NRMLA Advocates Reduced MIP In Place of PLF Haircut
October 14, 2009
In his testimony last week before the Subcommittee on Housing and Community Opportunity, NRMLA President Peter Bell proposed a restructuring of the mortgage insurance premium collected by the Federal Housing Administration on all Home Equity Conversion Mortgages and removing the 10 percent reduction in principal limit factors.
An informal analysis conducted by NRMLA and three of the most active HECM lenders found that 20% of borrowers (approximately 23,000 homeowners) who got reverse mortgages this year would not have qualified for a reverse mortgage after the PLF reduction was implemented because they would not received sufficient funds to pay off their existing mortgages.
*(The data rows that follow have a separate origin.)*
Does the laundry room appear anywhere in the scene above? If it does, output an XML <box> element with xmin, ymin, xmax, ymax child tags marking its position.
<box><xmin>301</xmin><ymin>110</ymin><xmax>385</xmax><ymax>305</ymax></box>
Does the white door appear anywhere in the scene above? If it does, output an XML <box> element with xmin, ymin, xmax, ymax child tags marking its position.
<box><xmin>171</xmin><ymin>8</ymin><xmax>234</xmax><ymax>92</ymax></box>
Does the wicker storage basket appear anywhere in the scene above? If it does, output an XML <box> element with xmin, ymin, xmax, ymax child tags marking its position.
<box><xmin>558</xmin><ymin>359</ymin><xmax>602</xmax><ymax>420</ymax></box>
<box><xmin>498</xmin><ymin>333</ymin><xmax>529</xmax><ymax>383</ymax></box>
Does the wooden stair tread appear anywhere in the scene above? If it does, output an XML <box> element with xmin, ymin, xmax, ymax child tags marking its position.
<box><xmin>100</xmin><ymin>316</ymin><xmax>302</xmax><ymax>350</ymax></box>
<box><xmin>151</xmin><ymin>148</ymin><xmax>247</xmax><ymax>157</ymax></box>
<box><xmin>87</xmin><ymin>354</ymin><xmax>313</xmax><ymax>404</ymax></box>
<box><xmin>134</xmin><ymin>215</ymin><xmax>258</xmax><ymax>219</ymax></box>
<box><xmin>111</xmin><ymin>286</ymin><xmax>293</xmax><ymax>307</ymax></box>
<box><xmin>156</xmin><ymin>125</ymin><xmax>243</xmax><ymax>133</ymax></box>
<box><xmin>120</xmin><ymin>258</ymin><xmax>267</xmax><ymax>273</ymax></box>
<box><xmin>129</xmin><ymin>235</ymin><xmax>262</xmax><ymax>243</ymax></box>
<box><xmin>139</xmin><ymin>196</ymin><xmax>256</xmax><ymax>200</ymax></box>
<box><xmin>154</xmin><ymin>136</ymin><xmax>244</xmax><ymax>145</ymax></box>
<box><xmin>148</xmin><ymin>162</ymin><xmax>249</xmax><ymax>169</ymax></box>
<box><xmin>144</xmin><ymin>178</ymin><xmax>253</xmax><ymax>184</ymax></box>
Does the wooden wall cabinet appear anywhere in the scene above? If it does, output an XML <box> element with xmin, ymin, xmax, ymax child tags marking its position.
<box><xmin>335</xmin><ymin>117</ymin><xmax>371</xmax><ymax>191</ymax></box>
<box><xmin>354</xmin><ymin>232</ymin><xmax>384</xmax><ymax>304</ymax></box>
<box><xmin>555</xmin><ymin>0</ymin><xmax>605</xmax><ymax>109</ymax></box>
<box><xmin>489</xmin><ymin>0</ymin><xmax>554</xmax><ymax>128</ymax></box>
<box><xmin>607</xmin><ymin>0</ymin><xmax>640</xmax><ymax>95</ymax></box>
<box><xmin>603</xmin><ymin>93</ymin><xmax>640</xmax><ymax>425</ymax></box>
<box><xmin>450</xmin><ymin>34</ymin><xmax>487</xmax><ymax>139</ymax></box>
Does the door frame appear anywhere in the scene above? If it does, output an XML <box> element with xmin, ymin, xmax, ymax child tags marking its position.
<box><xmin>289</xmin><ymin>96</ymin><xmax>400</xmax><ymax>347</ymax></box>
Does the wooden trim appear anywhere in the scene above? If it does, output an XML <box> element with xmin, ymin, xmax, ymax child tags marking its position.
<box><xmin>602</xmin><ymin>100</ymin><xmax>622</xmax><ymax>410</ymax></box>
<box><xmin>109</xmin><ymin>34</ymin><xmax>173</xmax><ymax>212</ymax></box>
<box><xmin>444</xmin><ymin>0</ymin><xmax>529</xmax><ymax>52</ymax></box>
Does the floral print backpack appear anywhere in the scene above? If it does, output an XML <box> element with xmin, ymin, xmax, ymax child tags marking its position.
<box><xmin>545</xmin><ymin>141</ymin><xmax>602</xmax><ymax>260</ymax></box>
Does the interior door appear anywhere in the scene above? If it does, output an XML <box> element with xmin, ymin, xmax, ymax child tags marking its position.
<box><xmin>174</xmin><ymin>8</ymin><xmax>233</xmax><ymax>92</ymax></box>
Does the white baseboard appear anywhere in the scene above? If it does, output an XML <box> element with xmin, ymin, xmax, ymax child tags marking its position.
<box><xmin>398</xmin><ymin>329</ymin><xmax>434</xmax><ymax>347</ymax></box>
“An alternative we recommend would be to adjust the mortgage insurance premium to generate more income to the FHA insurance fund,” Bell testified. “HUD could generate the income the program needs to operate, while reducing upfront costs, by restructuring the MIP with a lower front-end amount and a higher ongoing MIP. By reducing the up-front premium to 1% or less, while raising the ongoing premium an appropriate amount, the program can be operated on an easily-adjusted self-sustaining basis, senior homeowners would not have to experience any reduction in proceeds from a HECM, and up-front costs could be lowered—a winning combination for all.”